With his Texas Rangers team taking on the Baltimore Orioles, Hamilton hit four homers in the course of going five-for-five overall (he also hit a double) with eight RBI. He’s the first to accomplish the feat since Carlos Delgado pulled it off for the Toronto Blue Jays in 2003. It truly was a game for the ages. Not only did Hamilton hit four homers, but his 18 total bases set a new single-game American League record (the MLB record is 19, set by Shawn Green in 2002). It’s only the sixth time an American League player has gone deep four times in a game.
It’s the hitter’s equivalent of a perfect game – the two feats historically have occurred at about the same rate, although the recent spate of perfect games has thrown off the equilibrium just a bit. In fact, this is the first season in major league history that has seen both a four-homer game by a hitter and a perfect game by a pitcher.
There may have been a few more impressive four-homer games than Hamilton’s (Mark Whiten’s four bombs came with 12 RBI in 1993; Green had those 19 total bases), but not many. The Delgado game is regarded by some as the true “perfect game” for a hitter – four at bats, four home runs – but in terms of pure impact, Hamilton outperforms all but a scant few.
It’s a particularly nice story because it features Josh Hamilton, a man who started his baseball career as a can’t-miss number-one draft pick before rapidly spiraling into a morass of substance abuse, addiction and despair.

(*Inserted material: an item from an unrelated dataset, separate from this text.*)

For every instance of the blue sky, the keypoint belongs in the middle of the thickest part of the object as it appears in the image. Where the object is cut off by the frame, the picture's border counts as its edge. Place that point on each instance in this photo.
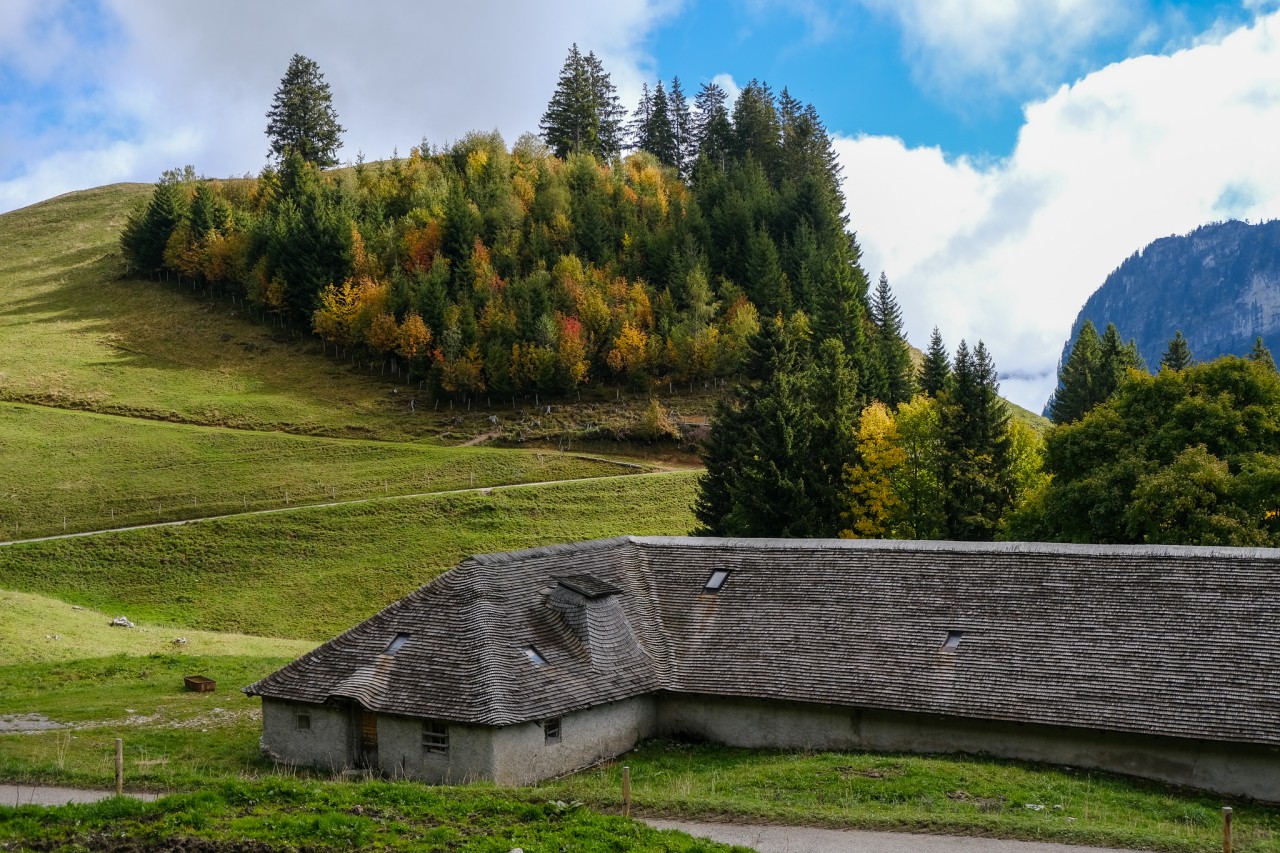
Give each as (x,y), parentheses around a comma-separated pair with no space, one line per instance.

Despite his plunge to rock bottom – or perhaps because of it – Hamilton has reemerged in the past few years as the elite baseball talent he was always expected to be. This most recent feat, however, is far beyond even the highest of expectations.
One of baseball’s biggest appeals is its wonderful sense of the past. With epic games like the one Josh Hamilton had, it’s an excuse to take a stroll back through time and revisit some of the prodigious power hitting feats that had come before. It’s a great game; you never know when history may happen.